We don’t tend to associate immolation with modern gangsters and mafiosos, though. Their brutality (as harsh as it may be) is usually limited to bullets and beatings. In some films, though, fire makes a cameo appearance. In Quentin Tarantino’s Reservoir Dogs (1992), one character slices and mutilates a chair-bound police officer before saturating him with gasoline and preparing to burn him alive (the scene may have easily inspired the above scene/sequence in Kick-Ass). American Gangster (2007) opens with Frank Lucas lighting a man ablaze and then shooting him. D’Amico graduates to the role of super-villain by appealing to fire. Immolating his captives saliently sends a much stronger, cautionary message!
The message is of course nothing new- being a “superhero” is far less glamorous than one’s naïve ambitions or impressions from popular stories may have people believe. There are plenty of real-life enterprises in which this is the case. Being a soldier is not nearly as “fun” as it may appear in “Call of Duty” or “Metal of Honor.” The life of a police officer is not nearly as exciting as it may appear on “CSI,” nor is the life of a spy as sexy and romantic as one may hope after watching any of the “Mission-Impossible” or “James Bond” films. All these enterprises have real, serious, dark, and very unpleasant potential consequences, but, alas, the dragon must be real; the dragon must be capable of eating or burning people for the quest to slay it to become meaningful.
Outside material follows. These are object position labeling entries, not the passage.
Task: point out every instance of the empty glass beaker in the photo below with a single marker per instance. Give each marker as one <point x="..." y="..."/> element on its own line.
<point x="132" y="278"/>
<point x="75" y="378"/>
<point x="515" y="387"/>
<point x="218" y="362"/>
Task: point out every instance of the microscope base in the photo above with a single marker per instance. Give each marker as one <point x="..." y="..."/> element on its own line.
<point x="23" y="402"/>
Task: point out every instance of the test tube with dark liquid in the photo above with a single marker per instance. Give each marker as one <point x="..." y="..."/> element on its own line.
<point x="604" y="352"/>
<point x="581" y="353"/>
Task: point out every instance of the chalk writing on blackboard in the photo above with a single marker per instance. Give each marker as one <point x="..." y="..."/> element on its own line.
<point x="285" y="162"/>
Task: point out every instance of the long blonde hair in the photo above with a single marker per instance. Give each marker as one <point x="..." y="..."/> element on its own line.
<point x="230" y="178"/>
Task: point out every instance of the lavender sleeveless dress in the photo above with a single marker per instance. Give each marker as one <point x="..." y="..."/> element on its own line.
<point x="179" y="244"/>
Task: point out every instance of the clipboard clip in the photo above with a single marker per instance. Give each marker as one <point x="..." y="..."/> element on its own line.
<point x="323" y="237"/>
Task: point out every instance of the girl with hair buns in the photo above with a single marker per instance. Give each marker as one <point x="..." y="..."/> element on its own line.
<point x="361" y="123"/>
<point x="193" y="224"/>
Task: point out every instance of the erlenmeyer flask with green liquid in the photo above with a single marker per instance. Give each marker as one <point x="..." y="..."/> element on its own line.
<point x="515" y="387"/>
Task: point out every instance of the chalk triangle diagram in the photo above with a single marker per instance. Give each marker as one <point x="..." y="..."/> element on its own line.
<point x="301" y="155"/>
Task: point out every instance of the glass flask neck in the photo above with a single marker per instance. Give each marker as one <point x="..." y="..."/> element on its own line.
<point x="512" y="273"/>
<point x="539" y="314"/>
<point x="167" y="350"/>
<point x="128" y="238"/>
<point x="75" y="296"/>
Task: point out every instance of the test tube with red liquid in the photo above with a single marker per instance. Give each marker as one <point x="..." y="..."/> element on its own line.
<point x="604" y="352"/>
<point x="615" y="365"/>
Is it then the case that the most meaningful quests necessitate a real possibility for “immolation”? Yes. At least in one respect or another. But this is where the whole realm of prudence, caution, careful assessment, and competency come into play. A person who gets married knows there’s a possibility their spouse may “burn” them. Their spouse may seek a divorce and walk out (taking them for all they’re worth- financially or otherwise). But this is far less likely if the two people approach marriage carefully (Do they really love each other? Do their values align? Can they communicate effectively?)
By that same token, those who contend with violent people as a vocation do so only after enduring rigorous and intense training. Officers and military personnel are aware of all the caveats and vicissitudes when it comes to wrestling a criminal or firing a gun. Their fighting skills are far more engrained in them than in any average, everyday person, and that is ultimately why the whole “don’t be a hero” injunction exists. As cool as it may seem, spontaneously turning into a caped crusader “is a bad idea!”